The big moment is the anniversary celebration where the song to which they’d danced forty five years ago was “Smoke Gets in Your Eyes”. For some reason we all remember that song as one of those uber romantic songs. But as they dance, the darkness of the words sink in and the secrecy of the past finally trump the present:
“Now laughing friends deride
Tears I cannot hide.
So I smile and say
When a lovely flame dies, smoke gets in your eyes”
“45 Years” seems to be quietly reeling in awards: both Charlotte Rampling and Tom Courtenay won awards recently at the Silver Berlin Bear Festival. And it won Best British Film at the Edinburgh International Film Festival. They’re well deserved. Rampling and Courtenay’s acting is impeccable: understated, nuanced, compellingly believable (and interestingly, miles away from the showy agonies demanded of an Oscar).
The movie itself is a jewel of movie-making craftsmanship.
In the first scene, we see a jaunty Kate returning home (a nice cottage in Norfolk). She’s greeted by the postman and their very average, very pedestrian exchange maps out the entire movie’s concerns: she remarks to him how unusually early he is. He replies that it’s because of the newborn. Oh of course, she replies. She’d forgotten. She implores him to give her heartfelt best (she says she really means it) to his wife. She bids him goodbye and reminds him to call her Kate. It’s been a long time since you were a student, she concludes.
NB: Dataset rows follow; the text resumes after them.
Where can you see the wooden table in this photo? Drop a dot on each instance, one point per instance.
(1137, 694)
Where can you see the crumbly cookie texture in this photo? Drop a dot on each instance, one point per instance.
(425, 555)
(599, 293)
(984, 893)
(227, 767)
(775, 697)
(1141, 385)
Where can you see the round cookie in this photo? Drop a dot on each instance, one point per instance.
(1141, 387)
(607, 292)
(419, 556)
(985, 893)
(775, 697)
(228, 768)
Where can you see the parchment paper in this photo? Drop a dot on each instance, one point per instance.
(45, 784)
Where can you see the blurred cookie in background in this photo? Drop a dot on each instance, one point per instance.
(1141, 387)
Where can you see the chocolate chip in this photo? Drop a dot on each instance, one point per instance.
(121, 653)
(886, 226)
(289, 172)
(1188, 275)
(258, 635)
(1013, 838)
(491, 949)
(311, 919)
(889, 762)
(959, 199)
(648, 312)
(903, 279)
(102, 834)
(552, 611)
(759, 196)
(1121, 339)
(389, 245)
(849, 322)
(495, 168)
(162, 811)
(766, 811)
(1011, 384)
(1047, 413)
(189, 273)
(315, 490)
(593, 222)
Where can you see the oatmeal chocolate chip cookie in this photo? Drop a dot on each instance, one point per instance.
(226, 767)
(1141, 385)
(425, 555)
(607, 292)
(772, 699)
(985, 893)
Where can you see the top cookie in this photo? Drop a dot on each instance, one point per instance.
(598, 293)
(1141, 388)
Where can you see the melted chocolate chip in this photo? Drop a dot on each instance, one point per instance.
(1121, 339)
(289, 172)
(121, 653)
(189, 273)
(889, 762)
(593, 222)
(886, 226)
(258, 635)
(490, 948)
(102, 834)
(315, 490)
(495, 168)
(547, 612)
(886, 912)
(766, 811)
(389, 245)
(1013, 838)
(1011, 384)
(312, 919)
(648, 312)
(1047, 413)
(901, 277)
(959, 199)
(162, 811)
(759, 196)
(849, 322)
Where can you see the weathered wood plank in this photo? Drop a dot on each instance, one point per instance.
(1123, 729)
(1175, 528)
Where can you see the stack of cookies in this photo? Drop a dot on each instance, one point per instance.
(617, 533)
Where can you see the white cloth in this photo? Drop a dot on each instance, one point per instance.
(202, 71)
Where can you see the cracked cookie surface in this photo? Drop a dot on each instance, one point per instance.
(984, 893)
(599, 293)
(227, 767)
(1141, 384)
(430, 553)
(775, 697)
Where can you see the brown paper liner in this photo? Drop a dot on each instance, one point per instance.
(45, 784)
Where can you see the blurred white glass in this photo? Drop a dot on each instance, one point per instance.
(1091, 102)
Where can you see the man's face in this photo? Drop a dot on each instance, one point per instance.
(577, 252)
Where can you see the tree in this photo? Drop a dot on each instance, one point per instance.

As she enters the house, we meet Geoff pouring over the letter
In two minutes, we not only get a sense of her (she was a teacher, strongly empathetic, brisk and energetic, but childless) and him (he’s bumbling, confused, trying to understand a letter written in German and given to prevarication), but the themes of birth and death, of the links between the past and the present, are immediately announced.
And so it continues for the entire movie… the references to Kiekegaard, his regression to smoking (…gets in your eyes?), her tender caring, like a mother to her child, when he cuts his thumb etc. are all part of the fabric of a movie where there’s not a wasted scene; where what passes for the casualness of everyday life or everyday conversation is always loaded with meaning.
So nice to find an adult movie among this summer’s morass of mediocrity.